SARS-CoV-2 Host Cell Receptor
The surface of SARS-CoV-2 virus is covered by a large number of spike proteins, which are essential for the virus to gain entry into host cells. Each spike protein consists of two subunits, S1 and S2. The S1 subunit at the tip of the spike contains the receptor-binding domain (RBD) that binds to angiotensin-converting enzyme 2 (ACE2), the host cell receptor, while the S2 subunit, located on the stalk of the spike, mediates virus-host cell membrane fusion that is necessary for viral entry (1). For membrane fusion to occur, the S1 and S2 subunits must be cleaved open by transmembrane protease serine 2 (TMPRSS2—1).
ACE2, first identified in 2000, is an enzyme attached to the surface of host cells and is the entry point for SARS-CoV-2. ACE2 is widely distributed throughout the body, being abundantly expressed on nasal epithelial cells, lung alveolar epithelial cells, and small intestinal enterocytes. ACE2 is also expressed in endothelium of vascular beds in organs throughout the body and in arterial smooth muscle cells in many organs studied. In the kidneys, ACE2 is expressed in the apical brush borders of the proximal tubules, as well as glomerular podocytes; but not in endothelial cells (2). The wide distribution of ACE2 receptors throughout the body likely explains the multiorgan effects in COVID-19.

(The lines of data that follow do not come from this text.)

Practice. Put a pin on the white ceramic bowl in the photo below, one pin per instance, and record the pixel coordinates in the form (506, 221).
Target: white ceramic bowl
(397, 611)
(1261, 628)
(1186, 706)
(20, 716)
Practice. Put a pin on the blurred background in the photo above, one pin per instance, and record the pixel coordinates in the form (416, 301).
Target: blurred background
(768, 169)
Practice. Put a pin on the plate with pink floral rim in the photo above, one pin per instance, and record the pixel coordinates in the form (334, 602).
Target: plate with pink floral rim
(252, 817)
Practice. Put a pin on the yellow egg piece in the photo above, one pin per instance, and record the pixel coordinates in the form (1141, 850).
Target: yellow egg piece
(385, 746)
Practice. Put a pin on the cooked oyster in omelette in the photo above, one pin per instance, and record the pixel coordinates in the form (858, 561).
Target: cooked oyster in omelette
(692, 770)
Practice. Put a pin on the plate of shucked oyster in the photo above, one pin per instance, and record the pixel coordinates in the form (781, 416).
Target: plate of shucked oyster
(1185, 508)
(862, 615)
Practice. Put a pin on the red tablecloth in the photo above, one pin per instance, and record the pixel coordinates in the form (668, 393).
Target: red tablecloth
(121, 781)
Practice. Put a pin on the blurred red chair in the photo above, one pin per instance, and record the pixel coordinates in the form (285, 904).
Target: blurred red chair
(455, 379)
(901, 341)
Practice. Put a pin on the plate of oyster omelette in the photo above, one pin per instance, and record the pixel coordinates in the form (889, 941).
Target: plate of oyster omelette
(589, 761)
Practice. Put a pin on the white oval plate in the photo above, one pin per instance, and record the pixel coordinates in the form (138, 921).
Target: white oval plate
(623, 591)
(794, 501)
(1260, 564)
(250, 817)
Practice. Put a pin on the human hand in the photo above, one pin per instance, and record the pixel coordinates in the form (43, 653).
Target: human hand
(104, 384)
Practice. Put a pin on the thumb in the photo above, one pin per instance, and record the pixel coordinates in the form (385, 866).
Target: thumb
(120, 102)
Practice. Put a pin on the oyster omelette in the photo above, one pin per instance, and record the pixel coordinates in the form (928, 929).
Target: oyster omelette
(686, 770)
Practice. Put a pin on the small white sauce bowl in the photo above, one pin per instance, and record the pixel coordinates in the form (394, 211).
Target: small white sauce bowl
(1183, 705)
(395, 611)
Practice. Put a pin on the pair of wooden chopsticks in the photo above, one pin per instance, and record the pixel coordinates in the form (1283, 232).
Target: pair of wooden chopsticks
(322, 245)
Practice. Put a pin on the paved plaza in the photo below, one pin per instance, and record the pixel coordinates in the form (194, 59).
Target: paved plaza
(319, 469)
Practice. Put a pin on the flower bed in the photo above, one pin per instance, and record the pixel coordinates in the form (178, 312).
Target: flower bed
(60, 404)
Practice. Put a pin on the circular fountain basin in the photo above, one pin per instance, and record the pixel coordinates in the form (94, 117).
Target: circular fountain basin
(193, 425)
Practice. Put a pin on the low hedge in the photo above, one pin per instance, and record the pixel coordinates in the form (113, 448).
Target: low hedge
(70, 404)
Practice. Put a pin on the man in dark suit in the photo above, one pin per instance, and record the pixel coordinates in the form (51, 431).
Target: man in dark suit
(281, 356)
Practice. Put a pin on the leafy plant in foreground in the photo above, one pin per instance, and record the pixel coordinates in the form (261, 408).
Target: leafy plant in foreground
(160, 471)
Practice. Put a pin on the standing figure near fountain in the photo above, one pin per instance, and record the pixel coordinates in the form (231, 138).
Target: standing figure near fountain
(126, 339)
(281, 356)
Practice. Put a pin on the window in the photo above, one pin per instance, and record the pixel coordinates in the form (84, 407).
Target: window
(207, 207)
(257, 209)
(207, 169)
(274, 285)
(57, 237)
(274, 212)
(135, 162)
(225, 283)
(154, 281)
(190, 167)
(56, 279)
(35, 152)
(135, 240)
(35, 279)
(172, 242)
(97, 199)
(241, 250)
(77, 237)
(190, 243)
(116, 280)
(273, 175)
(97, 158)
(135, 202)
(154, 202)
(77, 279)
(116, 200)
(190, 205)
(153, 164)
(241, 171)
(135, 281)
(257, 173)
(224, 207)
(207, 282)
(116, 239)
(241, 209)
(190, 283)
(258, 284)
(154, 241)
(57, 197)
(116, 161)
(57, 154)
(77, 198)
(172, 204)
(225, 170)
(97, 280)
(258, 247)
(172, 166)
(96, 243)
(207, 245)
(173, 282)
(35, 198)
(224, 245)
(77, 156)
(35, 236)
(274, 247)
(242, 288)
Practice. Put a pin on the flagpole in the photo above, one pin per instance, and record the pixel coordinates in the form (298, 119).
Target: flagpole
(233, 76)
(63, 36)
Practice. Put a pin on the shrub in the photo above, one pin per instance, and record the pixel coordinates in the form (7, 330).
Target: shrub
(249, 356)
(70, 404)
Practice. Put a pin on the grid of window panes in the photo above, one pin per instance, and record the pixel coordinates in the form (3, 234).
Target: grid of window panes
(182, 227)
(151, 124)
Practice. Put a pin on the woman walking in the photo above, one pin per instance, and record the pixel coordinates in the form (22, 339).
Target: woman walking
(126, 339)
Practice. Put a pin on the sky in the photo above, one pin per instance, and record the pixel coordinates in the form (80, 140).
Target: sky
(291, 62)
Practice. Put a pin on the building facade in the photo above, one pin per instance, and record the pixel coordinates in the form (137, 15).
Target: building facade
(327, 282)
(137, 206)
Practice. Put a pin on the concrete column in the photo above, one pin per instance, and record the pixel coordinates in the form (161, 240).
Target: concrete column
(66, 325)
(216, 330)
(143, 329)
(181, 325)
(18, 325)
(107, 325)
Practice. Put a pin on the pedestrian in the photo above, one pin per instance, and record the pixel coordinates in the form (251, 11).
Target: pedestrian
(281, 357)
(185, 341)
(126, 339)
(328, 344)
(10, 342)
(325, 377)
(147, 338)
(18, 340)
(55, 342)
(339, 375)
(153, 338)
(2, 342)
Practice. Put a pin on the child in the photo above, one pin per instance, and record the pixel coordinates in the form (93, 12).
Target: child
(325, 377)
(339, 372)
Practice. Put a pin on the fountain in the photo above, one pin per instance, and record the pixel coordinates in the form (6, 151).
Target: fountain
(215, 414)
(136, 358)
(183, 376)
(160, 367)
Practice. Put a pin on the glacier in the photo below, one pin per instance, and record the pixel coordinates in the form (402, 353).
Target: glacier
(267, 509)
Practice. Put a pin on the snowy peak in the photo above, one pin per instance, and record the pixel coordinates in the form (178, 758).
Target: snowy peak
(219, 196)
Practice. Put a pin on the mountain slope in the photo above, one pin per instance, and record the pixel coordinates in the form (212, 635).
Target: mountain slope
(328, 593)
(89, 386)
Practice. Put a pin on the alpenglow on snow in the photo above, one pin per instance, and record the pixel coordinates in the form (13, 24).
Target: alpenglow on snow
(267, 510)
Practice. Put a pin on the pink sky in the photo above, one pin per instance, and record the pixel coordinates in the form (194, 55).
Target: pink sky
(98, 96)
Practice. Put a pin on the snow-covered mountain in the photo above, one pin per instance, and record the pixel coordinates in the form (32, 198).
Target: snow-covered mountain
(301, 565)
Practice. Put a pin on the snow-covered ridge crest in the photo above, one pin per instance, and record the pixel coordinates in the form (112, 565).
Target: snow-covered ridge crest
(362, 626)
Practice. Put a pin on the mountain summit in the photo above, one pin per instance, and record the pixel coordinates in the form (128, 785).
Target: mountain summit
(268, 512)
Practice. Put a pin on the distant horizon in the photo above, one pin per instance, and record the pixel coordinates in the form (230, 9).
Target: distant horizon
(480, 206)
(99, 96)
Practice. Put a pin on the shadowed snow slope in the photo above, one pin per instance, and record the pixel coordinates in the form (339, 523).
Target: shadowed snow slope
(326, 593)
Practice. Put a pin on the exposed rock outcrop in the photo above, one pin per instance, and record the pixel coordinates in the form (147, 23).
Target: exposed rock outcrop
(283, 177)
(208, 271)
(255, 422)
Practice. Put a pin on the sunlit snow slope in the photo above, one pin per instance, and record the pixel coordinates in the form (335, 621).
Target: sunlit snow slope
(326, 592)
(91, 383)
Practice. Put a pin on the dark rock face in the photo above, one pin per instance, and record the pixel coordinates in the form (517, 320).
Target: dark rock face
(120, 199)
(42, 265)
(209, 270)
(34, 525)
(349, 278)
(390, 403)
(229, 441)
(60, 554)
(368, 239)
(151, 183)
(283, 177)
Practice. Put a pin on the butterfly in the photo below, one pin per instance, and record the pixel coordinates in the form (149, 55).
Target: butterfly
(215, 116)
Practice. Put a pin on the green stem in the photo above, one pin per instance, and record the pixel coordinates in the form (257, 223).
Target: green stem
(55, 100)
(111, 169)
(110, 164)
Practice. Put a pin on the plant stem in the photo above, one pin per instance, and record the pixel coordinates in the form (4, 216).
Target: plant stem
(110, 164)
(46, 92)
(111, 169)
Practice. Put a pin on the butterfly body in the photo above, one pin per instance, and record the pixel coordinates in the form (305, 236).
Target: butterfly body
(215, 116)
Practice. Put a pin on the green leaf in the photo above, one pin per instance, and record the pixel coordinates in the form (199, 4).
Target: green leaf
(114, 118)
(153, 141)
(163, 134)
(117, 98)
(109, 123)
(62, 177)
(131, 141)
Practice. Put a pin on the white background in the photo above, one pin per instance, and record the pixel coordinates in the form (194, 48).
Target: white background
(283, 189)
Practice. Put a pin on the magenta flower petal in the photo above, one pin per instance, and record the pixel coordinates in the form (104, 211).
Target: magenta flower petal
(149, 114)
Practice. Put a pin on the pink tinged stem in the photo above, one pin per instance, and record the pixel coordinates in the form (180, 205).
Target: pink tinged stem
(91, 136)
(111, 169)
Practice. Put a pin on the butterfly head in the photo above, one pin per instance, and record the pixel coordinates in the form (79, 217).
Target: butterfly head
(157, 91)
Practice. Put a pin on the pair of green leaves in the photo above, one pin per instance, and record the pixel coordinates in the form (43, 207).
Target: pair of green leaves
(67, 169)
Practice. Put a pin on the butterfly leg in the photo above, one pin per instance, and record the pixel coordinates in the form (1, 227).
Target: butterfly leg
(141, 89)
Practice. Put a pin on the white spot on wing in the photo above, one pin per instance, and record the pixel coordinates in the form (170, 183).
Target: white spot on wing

ACE2 regulates the renin-angiotensin system by catalyzing the hydrolysis of the octapeptide angiotensin II (AngII, a vasoconstrictor) to the heptapeptide angiotensin 1–7 (Ang1-7, a vasodilator). Ang 1-7 also opposes Ang II’s stimulation of the production of proinflammatory cytokines, such as IL-6. ACE2 has been shown to exhibit a protective function in the lung, cardiovascular system, and other organs, and has been evaluated in clinical trials for the treatment of acute respiratory distress syndrome. The consequent depletion of ACE2 following host cell infection leaves Ang II’s pro-inflammatory stimulation and consequent injury to the lung and other organs unopposed (3).
Viral infection of the endothelium results in endothelial cell injury, triggering release of proinflammatory cytokines and microcirculatory dysfunction in the lungs, heart, and liver. One consequence is believed to be a hypercoagulable state that results in microvascular thrombosis. When occurring in the lungs, microvascular thrombosis can impair oxygen exchange; when occurring in veins, it can lead to deep venous thrombosis and pulmonary embolism, and in arteries, ischemic stroke, limb ischemia, and myocardial infarction (4). Excessive bleeding may occur in patients with COVID-19 but is much less common than clotting problems.
Genetic variants in the binding site for the SARS-CoV-2 spike-protein and variation in the level of expression and expression pattern of ACE2 in different tissues may provide a genetic basis for differences in host susceptibility, symptoms, and outcome of SARS-CoV-2 infection (5, 6). Also, ACE2 expression has to been found to vary by age; in a study involving patients with asthma, expression of ACE2 by nasal epithelium was found to be less in younger children (4 to 9 years old) than in older children and in people aged 10 to 60 years, and ACE2 expression, after adjusting for sex and asthma, was higher with each subsequent age group, ie, older children (10 to 17 years old), young adults (18 to 24 years old), and adults ≥ 25 years old (7). The lower ACE2 expression in young children relative to adults may help explain why COVID-19 is less prevalent and clinical manifestations are less severe in young children (8), and their frequency of transmission is less (9).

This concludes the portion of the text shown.